I don't know why I feel so sad. Sometimes I really feel like I'm acting. So fake. I asked myself why. Sometimes I just wanna pretend so that people around me will smile cos of my actions and I would not want them to worry about me. I don't really like it when people call me emo or what. I think sometimes when I'm sad, and I pretend to be happy and faking my laugh or smile. And this person suddenly says lend me the shoulder or tell me it's okay, be myself or what, i think i might breakdown on the spot right away. I think I'm closing up. It's futile telling people how you feels actually. In fact, perhaps it's human, that they always put themselves first.

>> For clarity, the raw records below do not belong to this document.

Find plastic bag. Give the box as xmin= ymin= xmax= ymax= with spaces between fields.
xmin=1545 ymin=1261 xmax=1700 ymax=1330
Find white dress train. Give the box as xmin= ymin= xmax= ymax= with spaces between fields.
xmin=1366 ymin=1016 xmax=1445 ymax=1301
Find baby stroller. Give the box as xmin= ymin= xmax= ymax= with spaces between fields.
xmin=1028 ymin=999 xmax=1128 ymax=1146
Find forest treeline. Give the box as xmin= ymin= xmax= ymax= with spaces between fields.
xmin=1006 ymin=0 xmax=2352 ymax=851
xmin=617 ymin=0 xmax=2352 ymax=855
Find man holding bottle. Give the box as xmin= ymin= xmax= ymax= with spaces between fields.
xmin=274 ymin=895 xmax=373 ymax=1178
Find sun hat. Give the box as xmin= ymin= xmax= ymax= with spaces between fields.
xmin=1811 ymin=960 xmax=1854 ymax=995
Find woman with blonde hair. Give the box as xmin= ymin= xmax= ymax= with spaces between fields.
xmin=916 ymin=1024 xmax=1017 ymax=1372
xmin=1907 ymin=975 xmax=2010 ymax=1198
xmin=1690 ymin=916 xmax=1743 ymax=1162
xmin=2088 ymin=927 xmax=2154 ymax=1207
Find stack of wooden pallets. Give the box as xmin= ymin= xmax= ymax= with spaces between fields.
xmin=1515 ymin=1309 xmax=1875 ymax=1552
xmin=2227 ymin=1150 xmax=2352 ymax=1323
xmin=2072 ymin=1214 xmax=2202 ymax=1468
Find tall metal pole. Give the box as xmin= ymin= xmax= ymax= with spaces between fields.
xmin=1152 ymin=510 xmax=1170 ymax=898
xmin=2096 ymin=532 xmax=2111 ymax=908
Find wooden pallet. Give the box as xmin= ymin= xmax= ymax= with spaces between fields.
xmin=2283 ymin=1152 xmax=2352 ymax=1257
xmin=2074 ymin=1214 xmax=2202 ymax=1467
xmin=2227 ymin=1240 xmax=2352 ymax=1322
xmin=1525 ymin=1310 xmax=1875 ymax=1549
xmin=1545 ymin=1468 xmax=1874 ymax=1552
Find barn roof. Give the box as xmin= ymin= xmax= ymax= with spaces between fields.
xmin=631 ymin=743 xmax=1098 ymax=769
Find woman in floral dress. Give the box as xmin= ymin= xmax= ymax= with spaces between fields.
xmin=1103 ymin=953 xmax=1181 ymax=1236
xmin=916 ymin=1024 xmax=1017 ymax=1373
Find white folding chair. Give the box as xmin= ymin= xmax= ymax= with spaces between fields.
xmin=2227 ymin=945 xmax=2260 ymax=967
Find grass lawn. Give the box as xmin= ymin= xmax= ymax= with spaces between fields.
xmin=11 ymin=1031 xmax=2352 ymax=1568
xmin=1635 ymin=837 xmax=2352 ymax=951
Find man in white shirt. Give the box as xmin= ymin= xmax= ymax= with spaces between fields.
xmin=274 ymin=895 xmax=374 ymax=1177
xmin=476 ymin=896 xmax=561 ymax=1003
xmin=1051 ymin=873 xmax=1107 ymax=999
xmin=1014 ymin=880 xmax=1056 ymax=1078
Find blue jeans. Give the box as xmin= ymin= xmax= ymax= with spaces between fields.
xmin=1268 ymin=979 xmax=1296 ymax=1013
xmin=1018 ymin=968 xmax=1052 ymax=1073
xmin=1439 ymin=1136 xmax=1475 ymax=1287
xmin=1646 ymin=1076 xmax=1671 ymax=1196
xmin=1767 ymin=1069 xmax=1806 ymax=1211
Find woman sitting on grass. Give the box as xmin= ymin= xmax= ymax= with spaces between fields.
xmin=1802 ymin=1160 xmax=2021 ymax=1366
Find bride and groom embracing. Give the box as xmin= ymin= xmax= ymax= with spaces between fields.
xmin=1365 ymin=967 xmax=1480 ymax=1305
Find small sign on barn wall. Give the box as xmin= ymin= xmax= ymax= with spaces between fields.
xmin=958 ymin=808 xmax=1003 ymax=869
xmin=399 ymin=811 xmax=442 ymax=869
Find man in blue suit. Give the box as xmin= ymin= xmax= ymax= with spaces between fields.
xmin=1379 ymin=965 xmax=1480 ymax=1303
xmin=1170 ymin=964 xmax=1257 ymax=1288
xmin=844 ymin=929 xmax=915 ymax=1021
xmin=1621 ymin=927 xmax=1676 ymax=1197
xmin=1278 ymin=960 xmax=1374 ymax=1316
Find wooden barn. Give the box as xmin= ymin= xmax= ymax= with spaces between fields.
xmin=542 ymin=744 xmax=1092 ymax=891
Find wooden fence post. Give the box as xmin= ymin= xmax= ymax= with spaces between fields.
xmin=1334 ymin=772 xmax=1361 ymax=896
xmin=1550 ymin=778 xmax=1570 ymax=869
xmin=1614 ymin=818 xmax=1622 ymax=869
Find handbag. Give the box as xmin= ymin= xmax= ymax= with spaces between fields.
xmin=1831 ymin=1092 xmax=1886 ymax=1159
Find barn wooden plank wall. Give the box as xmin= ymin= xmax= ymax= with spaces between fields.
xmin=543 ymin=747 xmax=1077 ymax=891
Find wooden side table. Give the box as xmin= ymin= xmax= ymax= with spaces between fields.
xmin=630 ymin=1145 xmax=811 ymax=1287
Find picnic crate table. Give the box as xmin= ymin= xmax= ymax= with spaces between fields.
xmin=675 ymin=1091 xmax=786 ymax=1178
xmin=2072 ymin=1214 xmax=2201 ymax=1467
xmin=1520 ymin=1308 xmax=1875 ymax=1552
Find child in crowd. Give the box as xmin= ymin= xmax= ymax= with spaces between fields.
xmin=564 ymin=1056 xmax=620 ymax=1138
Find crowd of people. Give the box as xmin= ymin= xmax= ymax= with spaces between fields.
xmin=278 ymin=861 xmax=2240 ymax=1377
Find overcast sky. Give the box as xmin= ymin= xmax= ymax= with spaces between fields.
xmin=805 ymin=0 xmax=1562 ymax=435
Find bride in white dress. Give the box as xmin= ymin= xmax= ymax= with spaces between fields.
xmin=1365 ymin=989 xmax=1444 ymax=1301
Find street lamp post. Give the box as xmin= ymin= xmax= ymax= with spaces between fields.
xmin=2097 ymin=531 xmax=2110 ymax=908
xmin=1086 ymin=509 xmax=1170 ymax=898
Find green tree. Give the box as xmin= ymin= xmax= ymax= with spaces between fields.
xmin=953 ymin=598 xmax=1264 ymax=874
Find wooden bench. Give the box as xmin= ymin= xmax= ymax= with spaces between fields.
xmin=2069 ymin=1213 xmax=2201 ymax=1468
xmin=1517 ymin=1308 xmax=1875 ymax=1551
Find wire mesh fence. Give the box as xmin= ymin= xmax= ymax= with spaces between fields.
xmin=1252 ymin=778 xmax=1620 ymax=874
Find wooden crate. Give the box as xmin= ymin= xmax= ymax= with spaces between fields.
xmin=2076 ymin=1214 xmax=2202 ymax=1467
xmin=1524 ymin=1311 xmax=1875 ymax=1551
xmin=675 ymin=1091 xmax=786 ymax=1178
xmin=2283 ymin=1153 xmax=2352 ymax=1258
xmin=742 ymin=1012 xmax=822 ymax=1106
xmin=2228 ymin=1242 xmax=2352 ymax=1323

I tried putting some people as my priority before but it just makes me give up when I know it doesn't apply to them, how sad. I just feel so sad about life now I don't know why. Maybe it's good to not feel anything. I think i gotta control. Really, control. If not things might go out of hand. I need to do something before things go out of hand. I tried. I really tried. I stepped of the that particular comfort zone, for the first time. I don't know whether i should regret or not. When it's ongoing, i enjoy the process a lot. Really a lot. It's just so easy to. However when it stopped, i find that it should not happen at all. It just makes me feel that I'm standing there all along. I gotta know, maybe I already know, that that will never happen. It's impossible. But i don't know why despite that, i'm still hoping for it. It's been so long. I try so hard, yet it doesn't pay off. Outcome isn't the same. Perhaps this is exceptional. Guess so. Know it. Knew. But still.